First, if you look at businesses it isn’t clear that profitability is aligned with the values of a society, to the extent we can ascribe values to a society.  For instance gaming and pornography are or have been lucrative businesses.  The social stigma attached to both probably helps their profitability in that it keeps out competition. 

In investment services it isn’t clear that the benefit of making the markets more efficient by closing small price discrepancies is worth the enormous profits and divergence of skilled manpower that has gone into this field.  Moreover, the people who could most critically benefit from having a skilled financial advisor can’t afford it, whereas those who already have a great deal of money have access to the best advice thereby accentuating differences in wealth.

For individuals the statement is even more dubious.  Consider sports where statistics provide at least something approaching objective measures of performance. Prof. Miron will have a tough time convincing White Sox fans that capitalism is in tune with performance when Adam Dunn in the first year of a four year contract that will pay him $56 million is on pace to have the lowest batting average of anyone who ever had enough at bats to qualify for the batting title (he’s hitting .163 with 157 strikeouts out of 368 at bats). 

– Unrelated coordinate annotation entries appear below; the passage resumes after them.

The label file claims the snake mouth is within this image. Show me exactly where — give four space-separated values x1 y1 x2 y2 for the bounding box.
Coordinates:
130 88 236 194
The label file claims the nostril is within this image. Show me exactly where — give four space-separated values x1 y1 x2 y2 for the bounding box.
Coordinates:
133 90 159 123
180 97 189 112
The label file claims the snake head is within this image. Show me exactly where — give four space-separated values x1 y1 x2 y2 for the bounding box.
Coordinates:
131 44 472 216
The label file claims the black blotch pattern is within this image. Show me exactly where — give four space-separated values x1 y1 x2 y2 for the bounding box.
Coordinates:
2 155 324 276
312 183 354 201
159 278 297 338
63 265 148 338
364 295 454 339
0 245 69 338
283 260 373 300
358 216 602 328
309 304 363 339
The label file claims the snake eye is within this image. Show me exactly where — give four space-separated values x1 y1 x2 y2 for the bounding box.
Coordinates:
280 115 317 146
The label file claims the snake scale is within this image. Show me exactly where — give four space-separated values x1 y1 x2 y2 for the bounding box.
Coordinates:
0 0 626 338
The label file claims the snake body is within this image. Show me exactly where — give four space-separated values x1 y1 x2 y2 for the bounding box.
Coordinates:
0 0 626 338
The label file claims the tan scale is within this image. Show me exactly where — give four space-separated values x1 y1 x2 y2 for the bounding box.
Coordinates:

In truth, as only who works outside of academia will notice, there is considerable luck involved in how much money you make.  How the company performs, how your area is perceived within the firm, how well your boss does and how well he or she supports you are at least as important as hard work and talent.  You can be an exceptional employee and if you are on the wrong side of an acquisition you’re likely to find yourself out of a job.

I would assume Mr. Miron would accept most of these objections, so what is he saying?  I believe his point should be understood by thinking of a normal distribution or the bell curve, that is with the bulk of the population in the middle and smaller numbers at the extremes.  Capitalism distributes income in something like a normal distribution when you look at businesses and individuals.  The majority will earn about what they are worth, with lesser numbers being either lucky or unlucky all the way to the extremes.  Attempts to equalize income aren't fair since they deny these differences.

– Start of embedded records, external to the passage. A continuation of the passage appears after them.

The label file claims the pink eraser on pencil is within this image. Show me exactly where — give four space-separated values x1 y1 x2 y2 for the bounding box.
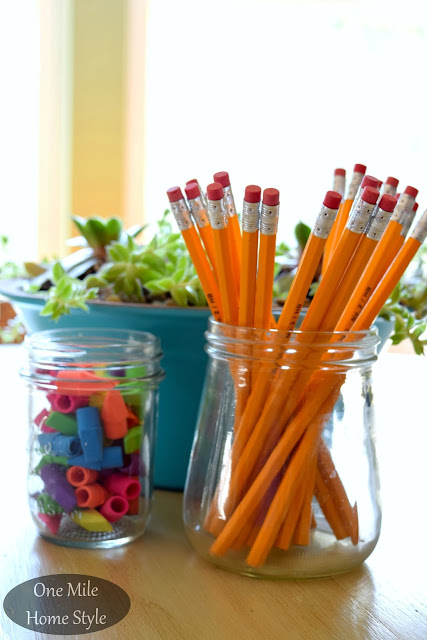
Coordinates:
385 176 399 189
99 496 129 522
262 189 280 207
214 171 230 187
360 176 380 189
34 409 50 431
166 187 184 202
362 187 380 204
185 182 200 200
354 164 366 174
206 182 224 200
104 473 141 500
378 193 397 212
403 187 418 198
37 513 62 535
323 191 342 209
245 184 261 203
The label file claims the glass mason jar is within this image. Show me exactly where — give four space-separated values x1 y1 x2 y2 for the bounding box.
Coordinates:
21 329 163 548
184 319 381 579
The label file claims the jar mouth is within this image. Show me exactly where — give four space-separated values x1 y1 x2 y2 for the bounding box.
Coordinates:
205 318 380 367
21 328 163 380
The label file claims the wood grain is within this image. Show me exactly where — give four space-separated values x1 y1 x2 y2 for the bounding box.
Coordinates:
0 346 427 640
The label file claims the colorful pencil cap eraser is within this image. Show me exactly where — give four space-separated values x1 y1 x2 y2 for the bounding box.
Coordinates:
166 187 184 202
37 513 62 535
65 466 99 487
214 171 230 187
323 191 342 209
262 189 280 207
245 184 261 203
206 182 224 200
354 164 366 174
184 182 200 200
403 187 418 198
99 496 129 522
360 176 380 189
378 193 397 212
362 187 380 204
104 473 141 500
385 176 399 189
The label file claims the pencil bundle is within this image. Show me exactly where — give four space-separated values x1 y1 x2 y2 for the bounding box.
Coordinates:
168 165 427 567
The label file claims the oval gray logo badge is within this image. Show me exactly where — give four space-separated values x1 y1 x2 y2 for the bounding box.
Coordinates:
3 573 130 636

But it is important not to oversell capitalism as I believe Prof. Miron does in this clip.  The “cure” for whatever unfairness exists in the distribution of income may well be worse than the disease.  And it should be kept in mind that the benefits of capitalism are largely derivative, that the chief argument for capitalism is that it is the only system consistent with a truly free people.  If Krushchev’s boast that communism would bury the West economically had come to pass it wouldn’t make it a better political system than ours.  What needs to be made more consistently is not an economic argument for capitalism but an argument for it that doesn’t rely on its material benefits.  And one that recognizes that life is indeed unfair.